Construction and Rigorous Analysis of Quantum-Like States

TL;DR

This paper rigorously analyzes how certain classical complex networks can be constructed to produce quantum-like states, providing methods to generate arbitrary single-qubit states from network eigenvectors.

Contribution

It introduces mathematically rigorous methods for constructing quantum-like single-qubit states from classical network structures, expanding understanding of quantum-classical analogs.

Findings

Symmetric network construction yields superpositions of Hadamard states.

Two methods for constructing arbitrary single-qubit states are proven.

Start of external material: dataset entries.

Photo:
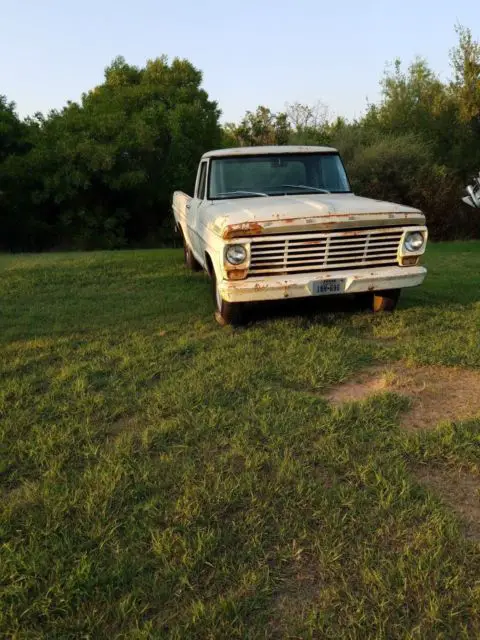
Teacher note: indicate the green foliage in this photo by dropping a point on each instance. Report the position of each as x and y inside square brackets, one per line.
[260, 128]
[106, 168]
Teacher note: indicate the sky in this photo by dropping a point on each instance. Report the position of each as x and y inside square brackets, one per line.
[251, 52]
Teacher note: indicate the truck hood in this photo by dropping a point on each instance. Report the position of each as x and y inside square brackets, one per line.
[280, 214]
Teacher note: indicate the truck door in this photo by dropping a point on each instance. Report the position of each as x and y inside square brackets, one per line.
[194, 214]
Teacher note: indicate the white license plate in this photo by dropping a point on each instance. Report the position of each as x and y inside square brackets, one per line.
[328, 287]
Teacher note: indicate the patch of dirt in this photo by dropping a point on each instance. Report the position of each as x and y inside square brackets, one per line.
[437, 393]
[459, 490]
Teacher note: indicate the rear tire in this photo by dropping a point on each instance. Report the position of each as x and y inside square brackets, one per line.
[385, 300]
[189, 258]
[226, 312]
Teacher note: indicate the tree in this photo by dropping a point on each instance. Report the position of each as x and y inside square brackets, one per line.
[109, 165]
[465, 61]
[261, 127]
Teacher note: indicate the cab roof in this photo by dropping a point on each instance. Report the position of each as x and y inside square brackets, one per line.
[266, 150]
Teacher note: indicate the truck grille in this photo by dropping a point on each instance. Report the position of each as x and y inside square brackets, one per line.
[324, 251]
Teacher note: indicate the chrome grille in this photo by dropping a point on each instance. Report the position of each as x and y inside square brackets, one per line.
[324, 251]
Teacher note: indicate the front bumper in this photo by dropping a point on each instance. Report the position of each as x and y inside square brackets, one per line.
[300, 286]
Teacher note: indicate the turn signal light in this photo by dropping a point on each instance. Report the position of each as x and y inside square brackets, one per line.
[410, 261]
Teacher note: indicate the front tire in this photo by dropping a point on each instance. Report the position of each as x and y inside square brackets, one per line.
[385, 300]
[226, 312]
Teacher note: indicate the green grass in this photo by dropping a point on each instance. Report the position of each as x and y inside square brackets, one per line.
[164, 478]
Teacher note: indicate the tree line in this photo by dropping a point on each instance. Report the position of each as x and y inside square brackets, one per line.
[100, 173]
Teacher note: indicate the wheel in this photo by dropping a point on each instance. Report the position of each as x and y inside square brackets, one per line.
[225, 312]
[189, 259]
[385, 300]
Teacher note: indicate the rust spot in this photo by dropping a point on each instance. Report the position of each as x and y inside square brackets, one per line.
[243, 229]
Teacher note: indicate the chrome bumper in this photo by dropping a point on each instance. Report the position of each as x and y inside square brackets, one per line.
[300, 286]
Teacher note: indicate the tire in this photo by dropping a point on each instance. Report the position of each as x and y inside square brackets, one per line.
[385, 300]
[189, 258]
[226, 312]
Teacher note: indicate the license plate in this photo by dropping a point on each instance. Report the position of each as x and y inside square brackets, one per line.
[328, 287]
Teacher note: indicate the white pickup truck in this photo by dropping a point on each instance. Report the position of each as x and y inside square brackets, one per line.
[268, 223]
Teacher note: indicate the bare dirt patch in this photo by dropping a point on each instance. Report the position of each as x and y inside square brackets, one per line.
[460, 490]
[436, 393]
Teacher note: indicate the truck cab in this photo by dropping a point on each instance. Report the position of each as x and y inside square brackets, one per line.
[269, 223]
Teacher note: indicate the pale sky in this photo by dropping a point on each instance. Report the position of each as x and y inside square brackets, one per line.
[250, 52]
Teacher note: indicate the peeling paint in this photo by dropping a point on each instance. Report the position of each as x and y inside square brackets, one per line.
[241, 230]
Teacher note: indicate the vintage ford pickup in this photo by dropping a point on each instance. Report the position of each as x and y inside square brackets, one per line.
[268, 223]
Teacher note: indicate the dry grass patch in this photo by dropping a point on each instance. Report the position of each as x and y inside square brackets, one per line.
[460, 490]
[436, 393]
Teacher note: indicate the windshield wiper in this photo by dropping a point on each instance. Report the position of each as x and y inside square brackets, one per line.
[248, 193]
[304, 186]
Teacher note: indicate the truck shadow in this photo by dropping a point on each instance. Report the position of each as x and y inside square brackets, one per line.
[307, 308]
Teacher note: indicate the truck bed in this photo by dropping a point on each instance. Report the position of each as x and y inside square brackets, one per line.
[180, 203]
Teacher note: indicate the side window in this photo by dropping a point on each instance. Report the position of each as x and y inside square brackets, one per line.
[202, 180]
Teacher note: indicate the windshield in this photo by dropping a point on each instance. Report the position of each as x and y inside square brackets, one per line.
[273, 175]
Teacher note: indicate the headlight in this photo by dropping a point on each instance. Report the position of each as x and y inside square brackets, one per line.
[414, 241]
[236, 254]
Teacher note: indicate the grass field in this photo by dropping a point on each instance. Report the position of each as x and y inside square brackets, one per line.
[165, 478]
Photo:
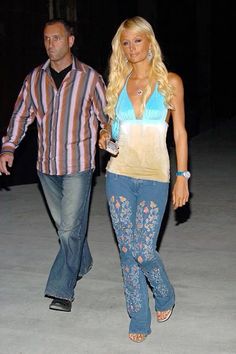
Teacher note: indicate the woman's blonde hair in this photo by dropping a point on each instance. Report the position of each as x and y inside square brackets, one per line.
[120, 68]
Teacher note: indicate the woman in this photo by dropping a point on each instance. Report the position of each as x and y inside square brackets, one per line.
[141, 98]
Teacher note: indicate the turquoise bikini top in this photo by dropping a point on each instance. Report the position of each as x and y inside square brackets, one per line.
[155, 110]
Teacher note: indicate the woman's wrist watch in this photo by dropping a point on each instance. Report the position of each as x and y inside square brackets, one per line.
[185, 174]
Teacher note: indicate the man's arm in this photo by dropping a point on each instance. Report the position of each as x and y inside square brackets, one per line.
[22, 116]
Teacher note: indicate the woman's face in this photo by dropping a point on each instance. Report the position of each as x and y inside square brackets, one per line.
[135, 46]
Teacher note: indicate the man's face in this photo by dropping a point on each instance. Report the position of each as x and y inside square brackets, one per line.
[57, 42]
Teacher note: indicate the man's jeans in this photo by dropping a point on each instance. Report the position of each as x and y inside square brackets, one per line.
[136, 208]
[68, 199]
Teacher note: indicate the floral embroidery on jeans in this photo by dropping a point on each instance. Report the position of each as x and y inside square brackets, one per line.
[155, 279]
[147, 218]
[132, 287]
[121, 214]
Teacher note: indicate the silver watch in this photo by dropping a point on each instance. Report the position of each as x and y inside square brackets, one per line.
[186, 174]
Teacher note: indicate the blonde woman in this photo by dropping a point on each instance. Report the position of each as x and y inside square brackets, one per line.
[142, 96]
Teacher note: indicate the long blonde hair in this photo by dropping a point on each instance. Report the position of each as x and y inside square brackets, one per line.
[119, 68]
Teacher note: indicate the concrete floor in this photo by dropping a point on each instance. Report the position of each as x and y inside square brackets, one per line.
[199, 253]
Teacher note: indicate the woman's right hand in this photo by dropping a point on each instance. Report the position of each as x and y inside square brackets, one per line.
[6, 161]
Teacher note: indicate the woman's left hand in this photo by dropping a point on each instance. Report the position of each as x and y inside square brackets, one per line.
[180, 193]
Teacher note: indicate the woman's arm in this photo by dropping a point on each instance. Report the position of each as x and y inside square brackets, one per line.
[180, 193]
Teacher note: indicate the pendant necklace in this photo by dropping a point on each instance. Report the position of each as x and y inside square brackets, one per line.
[139, 92]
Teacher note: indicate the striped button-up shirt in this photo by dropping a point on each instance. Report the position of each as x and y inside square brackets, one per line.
[67, 118]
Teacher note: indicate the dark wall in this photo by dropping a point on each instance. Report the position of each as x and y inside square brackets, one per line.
[196, 37]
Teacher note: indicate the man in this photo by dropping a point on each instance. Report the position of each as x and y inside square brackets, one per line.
[67, 98]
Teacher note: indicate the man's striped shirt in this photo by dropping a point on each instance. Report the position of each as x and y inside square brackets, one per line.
[67, 118]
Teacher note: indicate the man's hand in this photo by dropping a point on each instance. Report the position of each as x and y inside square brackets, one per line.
[104, 135]
[6, 161]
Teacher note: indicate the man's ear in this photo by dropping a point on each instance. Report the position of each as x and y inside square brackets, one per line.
[71, 40]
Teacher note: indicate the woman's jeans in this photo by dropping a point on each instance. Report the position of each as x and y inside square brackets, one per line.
[136, 208]
[68, 199]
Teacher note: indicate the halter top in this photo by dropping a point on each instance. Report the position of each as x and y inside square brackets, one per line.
[142, 141]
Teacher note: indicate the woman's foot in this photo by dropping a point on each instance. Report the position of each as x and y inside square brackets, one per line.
[137, 337]
[163, 316]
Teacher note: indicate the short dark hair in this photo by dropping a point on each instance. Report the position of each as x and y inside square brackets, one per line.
[68, 25]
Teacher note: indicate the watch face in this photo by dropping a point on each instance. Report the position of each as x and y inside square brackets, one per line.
[187, 174]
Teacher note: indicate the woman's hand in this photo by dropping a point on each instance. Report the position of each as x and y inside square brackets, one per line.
[180, 193]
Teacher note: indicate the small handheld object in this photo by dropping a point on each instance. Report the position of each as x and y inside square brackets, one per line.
[112, 147]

Synchronization is not essential; regular edge weights suffice.

Abstract

Extending upon the observations of the emergence of quantum-like states from classical complex synchronized networks, this work adds mathematical rigor to the analysis of single Quantum-Like (QL) bits constructed by eigenvectors of the adjacency matrices of such networks. First, we rigorously show that symmetric construction of such networks (regular undirected/symmetric bipartite graph $G_C$ connecting two regular undirected subgraphs $G_A,\,G_B$) leads to an equal superposition of the $|+\rangle, |-\rangle$ Hadamard states (with basis $|0\rangle,\,|1\rangle$ set from eigenvectors of the subgraphs), and provide an analysis of sufficient conditions on the network for construction of such states. Second, we prove two methods to construct any arbitrary single qubit state $|\psi\rangle = a|0\rangle + b|1\rangle,\, |a|^2+|b|^2=1$ and provide a switching lemma for the boundaries of both methods. The first method of construction is by detuning the regularities of the two subgraphs and the second is by asymmetrically constructing the bipartite connection matrix $C$ by allowing it to be directed, and then detuning those regularities. While the intuition is derived from the motivation of using complex synchronized networks for quantum information storage and computations, the proofs for constructing eigenvectors that interact in a quantum-like fashion only require the structure of the graph embedded in the adjacency matrix. Practically, this means that synchronization is not important to creating quantum-like bits, only that the edge weights are generally unit or close to unit and that the subgraphs are regular. As such, the results on combinations of random k-regular graphs (precisely Erd\H{o}s-R\'enyi graphs) may be independently interesting.